AB 69278
Menétrey-Savary Anne-Catherine · Nationalrat · Waadt · Grüne Fraktion · 2006-12-11
Wortprotokoll
La proposition de la majorité en faveur des petites et moyennes entreprises est pétrie de bonnes intentions. Le problème, c'est qu'on ne sait pas si cette sollicitude ne cache pas une intention moins avouable, qui est de faire rentrer par la fenêtre ce qu'on avait chassé par la porte, à savoir la barrière des 100 mégawattheures qu'il faudrait faire sauter. En tout cas, l'offre faite aux PME de se grouper pour accéder au marché libre pourrait n'être qu'un miroir aux alouettes. En effet, selon les évaluations qui nous ont été données en commission, leur gain sur la facture d'électricité pour une année pourrait s'élever au plus à quelques centaines de francs, voire 1000 francs, à partager entre plusieurs. Mais selon les aléas de ce marché libre - Monsieur Nordmann vient de le rappeler -, ce pourrait être aussi un surcoût. Au lieu de cela, les PME pourraient tranquillement attendre de bénéficier des ristournes prévues à l'article 6 alinéa 4: "Les gestionnaires d'un réseau de distribution sont tenus de répercuter proportionnellement sur les clients captifs le bénéfice qu'ils tirent du libre accès au réseau."
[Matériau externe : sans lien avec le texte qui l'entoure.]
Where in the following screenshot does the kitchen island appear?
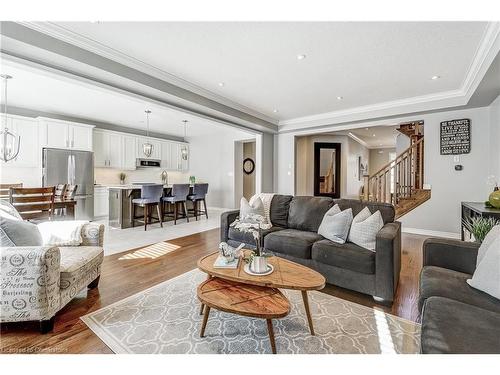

A cela s'ajoutent les complications du système et ses difficultés techniques et administratives, complications dénoncées par les électriciens eux-mêmes par la voie de la "Dachverband Schweizer Verteilnetzbetreiber", qui, dans un courrier qu'elle nous a adressé, nous recommande de ne pas aller dans ce sens-là. Cette même association met également en garde contre le risque politique que comporte cette proposition, qui constitue une insidieuse torpille lancée contre l'ouverture en deux temps. Le danger d'un référendum n'est pas écarté. Il est vrai, Monsieur Vanek, que le projet est encore un projet de libéralisation. Pourtant, il est hautement instructif de considérer le chemin qui a été parcouru depuis la première loi sur le marché de l'électricité et encore maintenant depuis que ce projet a été réorienté par son passage au Conseil des Etats.
Pour moi, je dois dire que c'est une illustration de la façon dont la sagesse vient aux politiciens! Il est ennuyeux en revanche qu'on assiste toujours à des tentatives de contrarier ce destin qui pourrait aller vers l'apaisement. En l'occurrence, suivre la majorité et, pire encore, la minorité II (Keller), c'est prendre le risque de déclencher une nouvelle bagarre, et ceci pour quelques dizaines de francs par an.
Le jeu n'en vaut pas la chandelle et c'est pourquoi il faut suivre la minorité I (Nordmann).